Is the Bush Administration willing to sacrifice Polar Bears to continue to feed our oil addiction? That's the contention of this article in Salon (see excerpt below)

By 2050, two-thirds of the world's polar bears will have vanished, as a result of global warming melting their icy habitat, according to scientists at the U.S. Geological Survey. There may no longer be any polar bears at all living in Alaska, their only home in the United States. Still, this stark prediction, revealed in September 2007, after a yearlong review of the impact of melting sea ice on the Alaskan bears, hasn't inspired the Bush administration to list the bear as even a threatened species, much less an endangered one, under the Endangered Species Act.
The U.S. Fish and Wildlife Service, responsible for listing mammals as threatened or endangered, has been one of the most politically compromised scientific divisions in the Bush administration. It didn't consider extending federal protections to polar bears until it was petitioned, and subsequently sued, to do so by a coalition of environmental groups back in 2005. Now it admits that polar bears are "likely to become endangered in the foreseeable future," and
explained recent delays by citing the complexity of the decision: It has never before had to designate a species as threatened because of global warming.
But critics say that Fish and Wildlife hasn't made a ruling yet because another agency within the Department of Interior, the Minerals Management Service, is on the verge of handing out oil and gas leases in vast swaths of the polar bears' remaining habitat. The Endangered Species Act prevents the federal government from taking actions that harm protected species. "At the same time the administration is illegally delaying a decision on the polar bear listing, it is also racing to sell some of the polar bear's most important habitat in the Chukchi Sea for oil and gas development," said Andrew Wetzler, director of the Endangered Species Project at the Natural Resources Defense Council.

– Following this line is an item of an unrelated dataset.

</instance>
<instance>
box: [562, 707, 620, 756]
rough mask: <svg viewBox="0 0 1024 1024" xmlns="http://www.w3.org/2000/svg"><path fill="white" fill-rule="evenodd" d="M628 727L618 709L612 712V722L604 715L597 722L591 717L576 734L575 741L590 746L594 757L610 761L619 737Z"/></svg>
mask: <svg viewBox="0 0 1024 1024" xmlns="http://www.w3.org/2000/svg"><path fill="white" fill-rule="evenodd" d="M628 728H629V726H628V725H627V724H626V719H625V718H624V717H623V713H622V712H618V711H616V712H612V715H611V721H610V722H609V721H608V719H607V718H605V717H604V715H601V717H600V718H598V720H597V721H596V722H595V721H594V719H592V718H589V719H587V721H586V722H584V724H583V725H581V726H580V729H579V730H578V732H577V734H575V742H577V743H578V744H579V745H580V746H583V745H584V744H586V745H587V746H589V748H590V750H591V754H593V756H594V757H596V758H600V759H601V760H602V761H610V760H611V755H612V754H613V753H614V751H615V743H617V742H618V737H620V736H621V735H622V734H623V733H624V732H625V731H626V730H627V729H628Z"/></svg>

On Thursday, the House Select Committee on Energy Independence and Global Warming will hold a
hearing on the polar bear listing and controversial oil leases. Rep. Edward J. Markey, D-Mass., who chairs the committee, said in a statement: "The Bush administration is once again putting the oil cart before the polar bear. On the one hand, the Interior Department is dragging its feet on protecting the polar bear, while opening up new oil and gas drilling in sensitive polar bear habitats on the other."
Details of the oil development were
announced earlier this month. The Minerals Management Service plans to lease 30 million acres for oil and gas drilling in the Chukchi Sea, where about one-fifth of the world's remaining polar bears live. The lease sale will take place on Feb. 6, which could allow it to go through before any plans to protect the polar bears get in the way. "Short of sending Dick Cheney to Alaska to personally club baby polar bears to death, there's not too much that the administration can do that is worse for polar bears than oil and gas development in their habitat," says Kassie Siegel, director of the climate, air and energy program for the Center for Biological Diversity.